Has nothing to do with everything that came before that time. Had Bettman been doing his job, he surely would have noticed how much money Phoenix was making, and had a reasonable guess at how much they were losing.
Wasn't Moyes trying to sell the team from about 2006? So, yeah, one might consider that he couldn't just keep doing it.
Sometimes you get a minefield dumped on top of you while you were just moving through an open field. (They're called FASCAM, by the way.) IMO for the Coyotes to endure and thrive in Glendale, they needed to have less of a perfect storm of ineptitude and poor lease, but I don't think they expected the title of "least successful franchise in the NHL" would follow them from Winnipeg.
Certainly Moyes made things interesting for the league, I'll grant you that. You at least are admitting that the team had a HORRIBLE lease. It wasn't just Moyes being goofy.
Is this sarcastic? Because if it is, it very much misses the mark. The NHL has established what it believes the franchise needs to survive in a poisoned market. It is not what the franchise needed before the poisoning, as evidenced by the fact the league DID find a buyer back then who was only driven out by the fact the current people "owning" the team were trying to destroy it. But it is what it is now, and if Glendale cannot give the franchise what it needs to survive after the punishment inflicted on it by Moyes and Balsillie, then it will move.
No, this is the point.
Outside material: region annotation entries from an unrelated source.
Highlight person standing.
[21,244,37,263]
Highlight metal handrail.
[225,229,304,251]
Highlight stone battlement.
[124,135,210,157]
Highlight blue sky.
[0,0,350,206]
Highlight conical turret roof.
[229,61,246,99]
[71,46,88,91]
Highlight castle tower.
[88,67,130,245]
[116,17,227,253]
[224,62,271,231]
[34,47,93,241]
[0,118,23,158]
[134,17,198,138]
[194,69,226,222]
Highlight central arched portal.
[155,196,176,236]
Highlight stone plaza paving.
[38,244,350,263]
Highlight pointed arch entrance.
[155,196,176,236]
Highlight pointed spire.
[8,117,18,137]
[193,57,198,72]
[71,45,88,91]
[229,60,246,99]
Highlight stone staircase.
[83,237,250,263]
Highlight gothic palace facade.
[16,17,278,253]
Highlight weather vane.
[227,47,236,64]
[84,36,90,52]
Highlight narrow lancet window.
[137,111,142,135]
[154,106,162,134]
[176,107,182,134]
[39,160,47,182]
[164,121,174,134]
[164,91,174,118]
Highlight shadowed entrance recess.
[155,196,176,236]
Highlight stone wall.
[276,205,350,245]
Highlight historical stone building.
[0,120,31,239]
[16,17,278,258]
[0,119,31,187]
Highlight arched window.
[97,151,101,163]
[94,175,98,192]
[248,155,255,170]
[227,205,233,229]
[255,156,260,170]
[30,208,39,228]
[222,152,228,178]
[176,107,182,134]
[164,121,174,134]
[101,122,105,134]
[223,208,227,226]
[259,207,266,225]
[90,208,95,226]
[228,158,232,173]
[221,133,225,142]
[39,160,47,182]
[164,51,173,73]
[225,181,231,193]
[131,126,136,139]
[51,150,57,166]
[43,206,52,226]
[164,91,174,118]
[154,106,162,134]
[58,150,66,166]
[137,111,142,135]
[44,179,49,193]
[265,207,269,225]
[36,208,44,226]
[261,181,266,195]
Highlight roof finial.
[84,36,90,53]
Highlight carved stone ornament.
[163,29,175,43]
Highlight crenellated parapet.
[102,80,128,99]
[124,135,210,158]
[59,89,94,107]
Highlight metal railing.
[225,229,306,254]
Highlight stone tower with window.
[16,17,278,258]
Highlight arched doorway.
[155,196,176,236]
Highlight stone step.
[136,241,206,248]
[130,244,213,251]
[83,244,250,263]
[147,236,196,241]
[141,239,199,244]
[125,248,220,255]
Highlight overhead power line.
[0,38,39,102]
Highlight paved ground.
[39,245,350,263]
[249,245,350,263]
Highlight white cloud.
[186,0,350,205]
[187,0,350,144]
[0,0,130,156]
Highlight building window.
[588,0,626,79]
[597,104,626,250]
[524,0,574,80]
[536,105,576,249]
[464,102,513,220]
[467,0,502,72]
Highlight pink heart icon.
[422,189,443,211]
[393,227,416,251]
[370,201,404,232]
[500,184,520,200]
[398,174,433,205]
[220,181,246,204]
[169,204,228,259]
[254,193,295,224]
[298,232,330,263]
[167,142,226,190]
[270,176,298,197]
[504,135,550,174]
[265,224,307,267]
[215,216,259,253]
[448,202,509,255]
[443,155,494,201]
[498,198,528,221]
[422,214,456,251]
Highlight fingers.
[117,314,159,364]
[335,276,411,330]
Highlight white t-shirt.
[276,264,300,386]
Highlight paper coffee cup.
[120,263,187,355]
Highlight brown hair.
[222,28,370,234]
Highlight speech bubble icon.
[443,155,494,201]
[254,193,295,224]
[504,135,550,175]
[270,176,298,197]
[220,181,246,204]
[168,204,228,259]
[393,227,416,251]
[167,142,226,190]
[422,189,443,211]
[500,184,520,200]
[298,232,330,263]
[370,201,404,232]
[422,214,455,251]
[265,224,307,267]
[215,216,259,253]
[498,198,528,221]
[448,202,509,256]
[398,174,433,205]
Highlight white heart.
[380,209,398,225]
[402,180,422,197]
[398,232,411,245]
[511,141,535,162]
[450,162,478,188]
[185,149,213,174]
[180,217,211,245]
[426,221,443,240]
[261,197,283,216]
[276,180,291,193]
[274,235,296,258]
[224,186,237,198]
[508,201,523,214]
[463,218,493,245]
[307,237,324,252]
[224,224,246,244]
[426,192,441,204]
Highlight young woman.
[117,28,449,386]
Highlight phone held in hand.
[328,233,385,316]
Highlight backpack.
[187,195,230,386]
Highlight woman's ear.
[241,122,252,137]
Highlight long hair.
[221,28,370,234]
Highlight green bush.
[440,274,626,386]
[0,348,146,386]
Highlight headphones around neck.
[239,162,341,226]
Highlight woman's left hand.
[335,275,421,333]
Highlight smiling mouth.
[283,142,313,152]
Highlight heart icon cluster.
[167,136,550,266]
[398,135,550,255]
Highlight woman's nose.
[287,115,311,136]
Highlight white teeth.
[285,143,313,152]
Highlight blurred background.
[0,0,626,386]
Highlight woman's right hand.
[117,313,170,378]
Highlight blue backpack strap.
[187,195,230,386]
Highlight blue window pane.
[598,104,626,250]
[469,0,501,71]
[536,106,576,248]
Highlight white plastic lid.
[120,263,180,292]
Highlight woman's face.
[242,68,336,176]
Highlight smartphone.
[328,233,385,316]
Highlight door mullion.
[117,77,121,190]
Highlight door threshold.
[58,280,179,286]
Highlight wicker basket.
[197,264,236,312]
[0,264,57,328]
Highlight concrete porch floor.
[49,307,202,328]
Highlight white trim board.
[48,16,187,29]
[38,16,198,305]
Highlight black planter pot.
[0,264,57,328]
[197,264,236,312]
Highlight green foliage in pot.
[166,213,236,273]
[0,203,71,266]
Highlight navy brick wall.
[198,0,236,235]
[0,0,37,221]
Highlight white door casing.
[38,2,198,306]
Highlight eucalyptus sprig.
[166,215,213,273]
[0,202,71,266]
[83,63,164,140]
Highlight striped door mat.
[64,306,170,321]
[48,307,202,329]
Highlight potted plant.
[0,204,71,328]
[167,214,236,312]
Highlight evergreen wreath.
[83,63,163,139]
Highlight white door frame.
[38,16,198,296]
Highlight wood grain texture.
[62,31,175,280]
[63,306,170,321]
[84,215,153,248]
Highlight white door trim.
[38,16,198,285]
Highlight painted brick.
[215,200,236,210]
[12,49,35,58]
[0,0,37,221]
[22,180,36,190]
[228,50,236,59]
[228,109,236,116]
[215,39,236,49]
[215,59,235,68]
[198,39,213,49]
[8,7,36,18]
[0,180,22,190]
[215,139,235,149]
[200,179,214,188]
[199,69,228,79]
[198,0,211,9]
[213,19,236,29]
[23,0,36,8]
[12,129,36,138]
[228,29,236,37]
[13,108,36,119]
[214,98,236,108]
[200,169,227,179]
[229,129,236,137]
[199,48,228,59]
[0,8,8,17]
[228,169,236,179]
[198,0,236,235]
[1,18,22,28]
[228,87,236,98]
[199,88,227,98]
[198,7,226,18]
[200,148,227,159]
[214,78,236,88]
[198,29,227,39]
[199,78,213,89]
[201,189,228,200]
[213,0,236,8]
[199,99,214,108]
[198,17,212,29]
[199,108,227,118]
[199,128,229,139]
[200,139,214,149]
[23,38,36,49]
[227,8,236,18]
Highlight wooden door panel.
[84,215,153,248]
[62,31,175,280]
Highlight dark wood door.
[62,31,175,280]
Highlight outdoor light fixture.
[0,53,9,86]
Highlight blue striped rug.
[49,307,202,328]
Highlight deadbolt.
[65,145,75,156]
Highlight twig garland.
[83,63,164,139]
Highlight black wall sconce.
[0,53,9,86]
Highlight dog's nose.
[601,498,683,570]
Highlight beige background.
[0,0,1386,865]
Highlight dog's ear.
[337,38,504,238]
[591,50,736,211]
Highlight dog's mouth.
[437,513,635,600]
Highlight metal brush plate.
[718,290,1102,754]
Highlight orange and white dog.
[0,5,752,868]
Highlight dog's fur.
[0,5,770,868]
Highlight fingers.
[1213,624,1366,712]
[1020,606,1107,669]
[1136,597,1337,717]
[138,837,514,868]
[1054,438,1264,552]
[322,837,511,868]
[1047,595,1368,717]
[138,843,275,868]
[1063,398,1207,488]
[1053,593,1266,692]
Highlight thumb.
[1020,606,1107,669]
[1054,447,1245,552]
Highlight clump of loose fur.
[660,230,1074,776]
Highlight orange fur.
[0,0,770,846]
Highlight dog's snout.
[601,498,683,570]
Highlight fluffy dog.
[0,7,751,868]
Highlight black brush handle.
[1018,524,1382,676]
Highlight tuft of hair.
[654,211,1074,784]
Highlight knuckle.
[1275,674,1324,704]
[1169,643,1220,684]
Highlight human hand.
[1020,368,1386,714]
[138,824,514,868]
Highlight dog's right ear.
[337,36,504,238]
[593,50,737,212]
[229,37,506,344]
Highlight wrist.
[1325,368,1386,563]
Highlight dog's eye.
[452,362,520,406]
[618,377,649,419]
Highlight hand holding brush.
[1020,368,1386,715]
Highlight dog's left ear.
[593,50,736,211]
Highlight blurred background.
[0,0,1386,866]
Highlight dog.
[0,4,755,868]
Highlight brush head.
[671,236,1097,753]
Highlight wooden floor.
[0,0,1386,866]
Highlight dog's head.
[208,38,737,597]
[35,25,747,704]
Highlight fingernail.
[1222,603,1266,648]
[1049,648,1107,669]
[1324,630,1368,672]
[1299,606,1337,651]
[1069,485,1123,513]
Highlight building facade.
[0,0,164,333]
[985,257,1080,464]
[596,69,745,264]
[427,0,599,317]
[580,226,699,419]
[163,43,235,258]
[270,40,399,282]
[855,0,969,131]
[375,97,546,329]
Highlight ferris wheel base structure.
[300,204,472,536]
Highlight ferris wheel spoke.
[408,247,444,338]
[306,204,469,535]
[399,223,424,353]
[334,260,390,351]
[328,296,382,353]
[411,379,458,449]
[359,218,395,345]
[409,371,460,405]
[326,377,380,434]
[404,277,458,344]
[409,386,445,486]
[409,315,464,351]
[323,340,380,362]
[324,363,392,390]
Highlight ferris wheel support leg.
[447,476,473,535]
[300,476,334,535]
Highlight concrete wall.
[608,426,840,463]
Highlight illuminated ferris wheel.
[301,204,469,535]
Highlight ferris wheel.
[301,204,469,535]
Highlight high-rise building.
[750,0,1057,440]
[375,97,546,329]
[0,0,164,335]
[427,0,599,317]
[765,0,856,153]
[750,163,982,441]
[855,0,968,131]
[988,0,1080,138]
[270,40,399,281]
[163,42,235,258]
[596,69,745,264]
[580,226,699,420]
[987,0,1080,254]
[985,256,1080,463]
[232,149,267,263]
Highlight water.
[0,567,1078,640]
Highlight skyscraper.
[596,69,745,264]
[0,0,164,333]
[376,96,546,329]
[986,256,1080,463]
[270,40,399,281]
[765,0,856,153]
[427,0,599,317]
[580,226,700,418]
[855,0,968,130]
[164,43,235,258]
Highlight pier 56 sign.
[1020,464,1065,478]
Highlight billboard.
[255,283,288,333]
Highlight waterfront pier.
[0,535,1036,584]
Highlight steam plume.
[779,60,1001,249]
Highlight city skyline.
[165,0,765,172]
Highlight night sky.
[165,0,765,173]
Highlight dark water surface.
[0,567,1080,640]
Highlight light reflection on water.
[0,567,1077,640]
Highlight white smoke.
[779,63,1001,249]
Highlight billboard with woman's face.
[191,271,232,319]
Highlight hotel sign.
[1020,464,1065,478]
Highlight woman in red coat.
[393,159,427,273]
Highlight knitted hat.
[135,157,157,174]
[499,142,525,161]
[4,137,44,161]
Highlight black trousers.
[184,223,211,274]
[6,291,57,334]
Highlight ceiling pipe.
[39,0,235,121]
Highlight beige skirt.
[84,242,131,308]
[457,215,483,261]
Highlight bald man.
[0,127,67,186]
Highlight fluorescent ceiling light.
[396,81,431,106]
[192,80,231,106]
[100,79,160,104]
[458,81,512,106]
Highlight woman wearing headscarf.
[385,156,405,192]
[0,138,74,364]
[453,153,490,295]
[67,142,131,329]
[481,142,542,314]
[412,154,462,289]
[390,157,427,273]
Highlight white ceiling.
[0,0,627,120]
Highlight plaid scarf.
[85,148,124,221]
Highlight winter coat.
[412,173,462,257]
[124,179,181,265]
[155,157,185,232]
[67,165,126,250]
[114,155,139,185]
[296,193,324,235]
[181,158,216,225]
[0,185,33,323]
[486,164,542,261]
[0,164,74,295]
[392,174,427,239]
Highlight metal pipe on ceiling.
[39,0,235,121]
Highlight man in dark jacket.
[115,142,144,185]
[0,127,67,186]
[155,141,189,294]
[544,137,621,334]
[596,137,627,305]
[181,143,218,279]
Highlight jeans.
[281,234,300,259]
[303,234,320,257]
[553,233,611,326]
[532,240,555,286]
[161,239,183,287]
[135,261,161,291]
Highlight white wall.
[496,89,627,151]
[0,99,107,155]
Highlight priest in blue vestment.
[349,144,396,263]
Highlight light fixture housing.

If the extraordinary measures we see now are what's needed to help this team survive, are you saying that Moyes could have done it with the old lease? Heck, he wasn't even going to get $18-19m for managing the arena, let alone $100m upfront.
If Moyes had received half the help being doled out now, this entire situation might have been avoided.
I find the league's insistence on finding a deal that actually works for the franchise to be one of the smartest things it has done in this whole ordeal, and that's pretty impressive. No selling the team just to have it fail, which is what it would do if the people who mistakenly think this is all about Bettman's ego were actually correct.
I'm not sure I know what you mean in this paragraph. The entire point of contention here is that this deal is taking public money and handing it over to a private entity or party. The only way the team is viable is with public bonds and potentially excise taxes to back it up.
I'm not sure I think this is a good move for the league as far as ownership models. This goes beyond who the team is and where it's located, but it would represent a crossing of the Rubicon for pro sports economic models.